In summary I think that any claim that any rescission notice is invalid can ONLY be brought in the 20 window. Any other interpretation would violate the expressed opinion by the US Supreme Court and TILA and Reg Z that “nothing further is required” from the borrower. The notice is simply effective when sent. If anyone wants to contest that, they have a short window in which to do it. I have no doubt that the Banks will defend TILA rescission enforcement actions with defenses that essentially say that the notice of void on its face for one reason or another. My point is that whatever is their point of defense is barred if they did not file the required challenge during heir window of opportunity.
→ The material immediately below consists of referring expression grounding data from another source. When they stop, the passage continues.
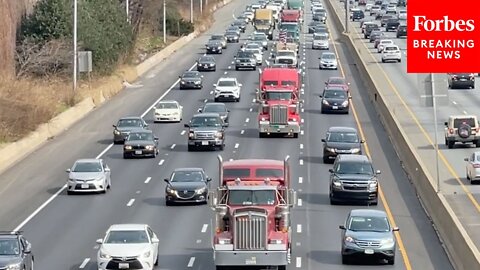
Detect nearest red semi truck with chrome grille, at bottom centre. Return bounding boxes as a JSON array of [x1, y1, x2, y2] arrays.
[[209, 156, 297, 270]]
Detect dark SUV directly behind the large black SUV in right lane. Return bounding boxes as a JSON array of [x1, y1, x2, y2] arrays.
[[322, 127, 364, 163]]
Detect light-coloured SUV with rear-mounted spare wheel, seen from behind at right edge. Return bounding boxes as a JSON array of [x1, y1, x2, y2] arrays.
[[445, 115, 480, 149]]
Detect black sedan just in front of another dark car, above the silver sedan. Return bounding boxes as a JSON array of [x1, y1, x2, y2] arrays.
[[123, 130, 158, 158]]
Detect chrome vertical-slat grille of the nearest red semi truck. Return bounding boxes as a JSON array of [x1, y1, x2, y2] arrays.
[[234, 212, 267, 250]]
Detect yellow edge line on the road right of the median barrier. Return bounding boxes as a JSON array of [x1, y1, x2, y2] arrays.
[[348, 22, 480, 212]]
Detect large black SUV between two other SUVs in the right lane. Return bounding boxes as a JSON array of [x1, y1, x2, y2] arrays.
[[329, 154, 380, 205]]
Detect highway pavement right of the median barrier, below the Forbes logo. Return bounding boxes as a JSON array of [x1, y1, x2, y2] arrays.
[[332, 1, 480, 255]]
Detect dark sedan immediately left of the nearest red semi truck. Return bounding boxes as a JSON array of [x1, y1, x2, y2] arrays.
[[165, 168, 212, 205]]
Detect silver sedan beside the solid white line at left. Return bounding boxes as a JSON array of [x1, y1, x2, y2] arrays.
[[67, 159, 112, 194]]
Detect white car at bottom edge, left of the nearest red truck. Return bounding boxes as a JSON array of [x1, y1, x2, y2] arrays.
[[97, 224, 159, 270]]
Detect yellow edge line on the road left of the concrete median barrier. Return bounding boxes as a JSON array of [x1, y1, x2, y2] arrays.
[[327, 17, 412, 270]]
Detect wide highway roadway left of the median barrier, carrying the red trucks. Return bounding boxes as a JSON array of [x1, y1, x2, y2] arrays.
[[0, 1, 453, 270]]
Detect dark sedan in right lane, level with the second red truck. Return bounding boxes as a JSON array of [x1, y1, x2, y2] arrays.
[[320, 86, 350, 114]]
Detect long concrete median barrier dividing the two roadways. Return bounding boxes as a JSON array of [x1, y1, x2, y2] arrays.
[[325, 0, 480, 270]]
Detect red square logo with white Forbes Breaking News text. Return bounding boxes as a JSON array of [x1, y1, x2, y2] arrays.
[[407, 0, 480, 73]]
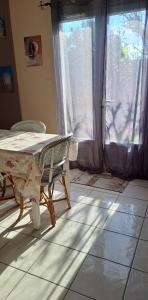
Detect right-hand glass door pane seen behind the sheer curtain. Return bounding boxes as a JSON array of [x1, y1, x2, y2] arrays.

Remember that issue as to the date of consummation, the statutes of limitations, the disclosures that were made are all issues predicated upon real facts and legal interpretation. TILA rescission was written so that a borrower could cancel a loan without a lawyer. That much is true. But it is obvious that the banks are not going to comply with TILA rescission requirements and that enforcement actions will be required on behalf of borrowers. Judges tend to hate TILA and they hate TILA rescission even more. But there really is no discretion and no jurisdiction here unless some Judge thinks he or she can overrule the US Supreme Court. Based upon the US Constitution, that could only work in some other country with a different law of the land.
My best guess is that the right to rescind is going to get more narrow as time goes by rather than broadening. I don’t think we will see the door open this wide ever again.